The distinctive sound of mechanized breathing broke the silence of the cargo bay. Kalden opened his eyes to see the Eighth Brother standing at the entrance, crimson lightsaber casting an eerie glow across his masked face.
"Kalden Nyros," the Inquisitor said, voice distorted through his helmet. "The last time we met, you showed mercy. A mistake you won't live to repeat."
Kalden rose to his feet, igniting his own lightsaber. The green blade hummed to life, illuminating his determined face.
"Hello, Doran," he replied, using the Inquisitor's abandoned name. "I see you've fully embraced the darkness now."
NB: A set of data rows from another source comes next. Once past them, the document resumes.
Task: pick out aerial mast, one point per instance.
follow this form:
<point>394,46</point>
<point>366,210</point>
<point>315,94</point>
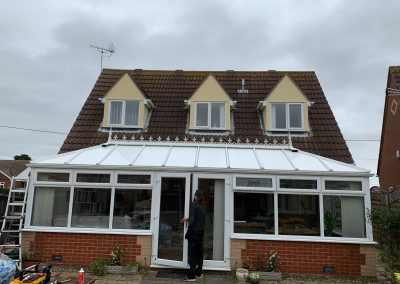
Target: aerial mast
<point>104,52</point>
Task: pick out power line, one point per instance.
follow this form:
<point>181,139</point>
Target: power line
<point>362,140</point>
<point>34,130</point>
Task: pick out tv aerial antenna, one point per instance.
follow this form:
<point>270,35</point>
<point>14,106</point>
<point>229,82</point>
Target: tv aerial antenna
<point>104,52</point>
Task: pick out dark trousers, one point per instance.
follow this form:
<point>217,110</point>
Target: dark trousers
<point>195,254</point>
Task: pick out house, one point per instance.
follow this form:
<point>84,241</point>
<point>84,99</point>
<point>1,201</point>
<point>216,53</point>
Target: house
<point>264,147</point>
<point>389,154</point>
"Doran is dead," the Eighth Brother snarled, advancing into the bay. "Killed by Jedi weakness. Jedi failure." He tilted his head, studying Kalden. "Speaking of failure... how does it feel to have betrayed everything you once stood for? The mighty Kalden Nyros, defender of the Code, now running with a woman heavy with his child."
Kalden's grip tightened on his lightsaber, but he kept his emotions in check. "You always did talk too much before a fight."
"Not a fight," the Inquisitor corrected, beginning to circle him. "An execution. But don't worry about your little family. The Empire will take good care of them. Your child will make an excellent Inquisitor someday."
Kalden's heart froze at the threat, but outwardly he remained calm. "You'll never touch them."
"I won't have to," the Eighth Brother laughed coldly. "My troops are already on their way to your precious shuttle bay."
With a silent prayer to the Force, Kalden raised his lightsaber into the opening stance of Soresu – the defensive form he had mastered. Whatever happened now, he had to hold the Inquisitor here, had to give Lyra and the others time to escape.
"Then let's not waste any more time," Kalden said.
With a roar of hate, the Eighth Brother charged, twin crimson blades spinning in a deadly arc toward Kalden's heart.